THE GLOBAL ECONOMY WOULD NEVER BE IN A STABLE STATE FOR A LONG RUN

Note: In this article long run means a period of 10 years.

The world economy moves onto a growth path when goods and services produced are consumed in a palatable manner and thereby providing revenues to the factors of production, normally. In the similar way, the economy moves onto a slowdown or recession or slump path when at least sufficient or minimum goods and services produced are not consumed & thereby providing lack of revenues to the factors of production, basically. These two economic incidents happen due to monetary reasons mainly, as per me, which can also be referred as economic causes.

The world economy consists of over 200 economies, broadly, which contribute to both the prosperity and slump of the economy. Taking this pivotal factor into account, one need to embrace that dependency is inevitable which leads us to experience profit and loss or prosperity and slump in the economy.

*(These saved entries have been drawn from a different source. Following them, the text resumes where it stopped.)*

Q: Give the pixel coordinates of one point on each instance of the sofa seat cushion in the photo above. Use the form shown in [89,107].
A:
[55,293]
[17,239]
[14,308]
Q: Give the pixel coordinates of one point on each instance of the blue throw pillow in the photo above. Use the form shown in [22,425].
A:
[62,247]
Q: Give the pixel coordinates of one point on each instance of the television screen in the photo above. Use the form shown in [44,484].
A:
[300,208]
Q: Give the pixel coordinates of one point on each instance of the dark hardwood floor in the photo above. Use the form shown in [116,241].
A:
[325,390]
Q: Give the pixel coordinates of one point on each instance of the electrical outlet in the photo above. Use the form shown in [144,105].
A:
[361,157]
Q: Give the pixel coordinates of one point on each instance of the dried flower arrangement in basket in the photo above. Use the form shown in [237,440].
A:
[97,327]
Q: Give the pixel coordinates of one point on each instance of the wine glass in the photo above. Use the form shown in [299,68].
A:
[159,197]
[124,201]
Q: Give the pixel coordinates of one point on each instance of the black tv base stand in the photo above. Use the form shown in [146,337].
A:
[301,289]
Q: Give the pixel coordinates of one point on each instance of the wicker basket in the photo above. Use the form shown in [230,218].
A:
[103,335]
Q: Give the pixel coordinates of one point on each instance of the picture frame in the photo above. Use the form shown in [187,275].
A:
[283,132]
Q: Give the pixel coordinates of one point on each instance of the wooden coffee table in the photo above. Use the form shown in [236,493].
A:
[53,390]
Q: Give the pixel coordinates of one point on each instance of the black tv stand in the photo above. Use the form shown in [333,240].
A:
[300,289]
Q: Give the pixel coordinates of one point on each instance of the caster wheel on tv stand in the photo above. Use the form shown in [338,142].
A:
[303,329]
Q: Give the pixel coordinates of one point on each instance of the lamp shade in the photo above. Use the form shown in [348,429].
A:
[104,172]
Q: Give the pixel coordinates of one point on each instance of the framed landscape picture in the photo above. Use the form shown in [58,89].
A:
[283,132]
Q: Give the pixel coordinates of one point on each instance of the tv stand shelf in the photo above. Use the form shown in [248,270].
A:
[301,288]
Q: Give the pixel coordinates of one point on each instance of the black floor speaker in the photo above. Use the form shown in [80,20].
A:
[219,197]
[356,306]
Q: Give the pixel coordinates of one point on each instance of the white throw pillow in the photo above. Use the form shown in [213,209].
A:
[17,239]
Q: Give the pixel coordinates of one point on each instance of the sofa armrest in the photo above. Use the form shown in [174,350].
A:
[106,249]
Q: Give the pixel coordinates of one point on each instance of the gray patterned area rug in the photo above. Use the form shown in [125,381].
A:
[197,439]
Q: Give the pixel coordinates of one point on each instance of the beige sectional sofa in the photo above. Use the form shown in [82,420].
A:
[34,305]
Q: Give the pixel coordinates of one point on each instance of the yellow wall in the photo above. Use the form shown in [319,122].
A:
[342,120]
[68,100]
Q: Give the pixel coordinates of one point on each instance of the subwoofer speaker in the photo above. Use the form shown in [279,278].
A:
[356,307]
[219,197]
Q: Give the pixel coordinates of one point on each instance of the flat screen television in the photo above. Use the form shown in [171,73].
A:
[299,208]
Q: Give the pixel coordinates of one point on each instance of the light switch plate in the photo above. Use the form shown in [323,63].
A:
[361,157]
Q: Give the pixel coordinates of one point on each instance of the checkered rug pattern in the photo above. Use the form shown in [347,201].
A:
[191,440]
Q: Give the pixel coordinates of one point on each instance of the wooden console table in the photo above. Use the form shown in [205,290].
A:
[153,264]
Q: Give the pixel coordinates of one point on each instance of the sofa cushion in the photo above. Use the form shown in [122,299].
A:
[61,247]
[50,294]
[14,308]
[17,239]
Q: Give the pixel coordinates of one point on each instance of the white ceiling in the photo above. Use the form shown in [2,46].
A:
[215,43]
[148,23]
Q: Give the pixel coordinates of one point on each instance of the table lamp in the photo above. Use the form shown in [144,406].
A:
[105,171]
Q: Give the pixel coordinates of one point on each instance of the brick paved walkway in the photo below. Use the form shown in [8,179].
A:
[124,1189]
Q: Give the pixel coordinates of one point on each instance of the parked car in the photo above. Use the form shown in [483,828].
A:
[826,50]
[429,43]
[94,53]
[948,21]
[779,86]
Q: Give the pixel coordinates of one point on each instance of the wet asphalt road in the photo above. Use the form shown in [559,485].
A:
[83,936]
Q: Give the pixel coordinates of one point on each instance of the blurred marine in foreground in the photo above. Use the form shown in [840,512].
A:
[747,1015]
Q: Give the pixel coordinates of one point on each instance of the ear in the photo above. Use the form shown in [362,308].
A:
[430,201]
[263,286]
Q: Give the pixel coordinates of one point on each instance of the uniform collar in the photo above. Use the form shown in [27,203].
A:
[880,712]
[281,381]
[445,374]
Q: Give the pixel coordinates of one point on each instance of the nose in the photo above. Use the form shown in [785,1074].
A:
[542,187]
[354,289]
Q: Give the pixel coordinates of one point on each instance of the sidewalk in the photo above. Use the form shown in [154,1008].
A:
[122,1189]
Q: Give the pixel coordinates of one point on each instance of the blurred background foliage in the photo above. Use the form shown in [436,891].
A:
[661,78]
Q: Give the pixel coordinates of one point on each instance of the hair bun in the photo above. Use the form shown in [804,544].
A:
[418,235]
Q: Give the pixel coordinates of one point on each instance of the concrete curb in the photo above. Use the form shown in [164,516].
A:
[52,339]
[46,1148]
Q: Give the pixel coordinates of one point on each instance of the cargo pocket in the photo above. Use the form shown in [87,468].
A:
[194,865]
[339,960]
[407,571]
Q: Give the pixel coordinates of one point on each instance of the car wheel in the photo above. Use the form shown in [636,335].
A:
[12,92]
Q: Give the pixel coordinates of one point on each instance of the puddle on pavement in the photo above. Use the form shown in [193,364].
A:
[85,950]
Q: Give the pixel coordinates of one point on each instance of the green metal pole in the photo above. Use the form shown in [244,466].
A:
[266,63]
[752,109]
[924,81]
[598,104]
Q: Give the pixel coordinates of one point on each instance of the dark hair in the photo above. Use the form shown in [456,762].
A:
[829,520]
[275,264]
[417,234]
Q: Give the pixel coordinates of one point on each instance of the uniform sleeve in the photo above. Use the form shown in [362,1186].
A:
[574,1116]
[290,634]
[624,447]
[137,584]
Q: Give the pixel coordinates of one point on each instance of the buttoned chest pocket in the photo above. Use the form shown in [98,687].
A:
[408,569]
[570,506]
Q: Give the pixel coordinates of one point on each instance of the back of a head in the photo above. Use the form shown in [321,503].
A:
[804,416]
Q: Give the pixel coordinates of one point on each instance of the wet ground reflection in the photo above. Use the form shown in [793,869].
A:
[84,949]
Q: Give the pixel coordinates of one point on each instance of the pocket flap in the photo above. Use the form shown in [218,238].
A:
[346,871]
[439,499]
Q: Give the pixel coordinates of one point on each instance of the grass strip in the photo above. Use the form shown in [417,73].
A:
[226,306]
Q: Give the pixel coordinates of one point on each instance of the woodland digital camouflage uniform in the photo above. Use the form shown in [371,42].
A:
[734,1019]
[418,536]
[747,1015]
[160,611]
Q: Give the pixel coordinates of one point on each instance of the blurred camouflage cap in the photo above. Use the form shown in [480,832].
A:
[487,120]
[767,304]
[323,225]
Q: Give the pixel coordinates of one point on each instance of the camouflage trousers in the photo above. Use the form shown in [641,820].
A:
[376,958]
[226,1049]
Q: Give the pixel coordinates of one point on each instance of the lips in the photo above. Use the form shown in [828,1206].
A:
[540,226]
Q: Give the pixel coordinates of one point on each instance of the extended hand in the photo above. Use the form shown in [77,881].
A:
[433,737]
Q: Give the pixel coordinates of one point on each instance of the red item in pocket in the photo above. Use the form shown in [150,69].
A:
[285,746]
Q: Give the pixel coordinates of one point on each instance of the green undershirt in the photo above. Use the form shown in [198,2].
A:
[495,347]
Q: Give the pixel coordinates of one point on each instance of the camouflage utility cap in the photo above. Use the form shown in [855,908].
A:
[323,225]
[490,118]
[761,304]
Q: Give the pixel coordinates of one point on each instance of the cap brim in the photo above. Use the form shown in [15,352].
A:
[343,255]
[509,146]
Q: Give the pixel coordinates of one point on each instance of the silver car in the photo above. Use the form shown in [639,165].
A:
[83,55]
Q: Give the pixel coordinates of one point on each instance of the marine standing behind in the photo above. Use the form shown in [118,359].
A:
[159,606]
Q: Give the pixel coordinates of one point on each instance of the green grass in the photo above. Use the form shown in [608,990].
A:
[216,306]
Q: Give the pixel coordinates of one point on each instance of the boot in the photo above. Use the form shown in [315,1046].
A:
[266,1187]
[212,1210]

Let us now heed to the above title which is in fact an economic quote made by Naveen Kalyani. It is very important to contemplate and accept that competition factor in the world economy, primarily to make money, leads to the imbalances in the whole economy. Well, how? It is quite common, when one economy posts deficit in its current account or balance sheet that means it was made cashless by other economies of the world. These imbalances happen for economic reasons like aforementioned (equally noteworthy it is), survival, stability, etc. factors. Therefore, when there is an on the rise of competition for money among the world’s economies, some economies make money, some economies make more money, some economies lose money, & some economies lose more money. When surplus nations become richer and richer or go on to make more and more money, other economies become financially embarrassed and sooner or later (productive) demand from them (poorer states) towards surplus nations’ products and services wane, then, even surplus nations suffer due to dependency, technically, and so as deficit-stricken economies. Then, credits or debts may become inevitable to experience for deficit nations in order to move on, but such credits come with restrictions usually which are not good from the growth point of view. Thus, to get back to normal or good economic days, time taken is unpredictable, as per me. Surplus nations would move into a slowdown economic situation. Thus, such nations may look for new buyers or try to boost their endogenous or domestic demand to keep their economies moving up, which is a daunting task, and thus, it takes time which means their economies start slowing down and leading to a possible recession in the world economy and joining deficit-stricken economies in the slowdown activity. Thus, it is inevitable as per me; the global economy’s growth or slump cannot last for a long run which means economic ups and downs are unshunnable. We experienced the Great Recession in the period 2007-‘9 and also a slowdown in the beginning of the 21st century. And that signifies why THE GLOBAL ECONOMY WOULD NEVER BE IN A STABLE STATE IN A LONG RUN.

The bottom line is that it is more likely to experience at least one big shake up event in the global economy, in a period of 10 years, which is mainly due to the lust for making money by economies of the world. And also, some reasons maybe political ones, sociological ones, environmental ones, etc but ultimately they can be termed as monetary ones, as per me and they connected to each other.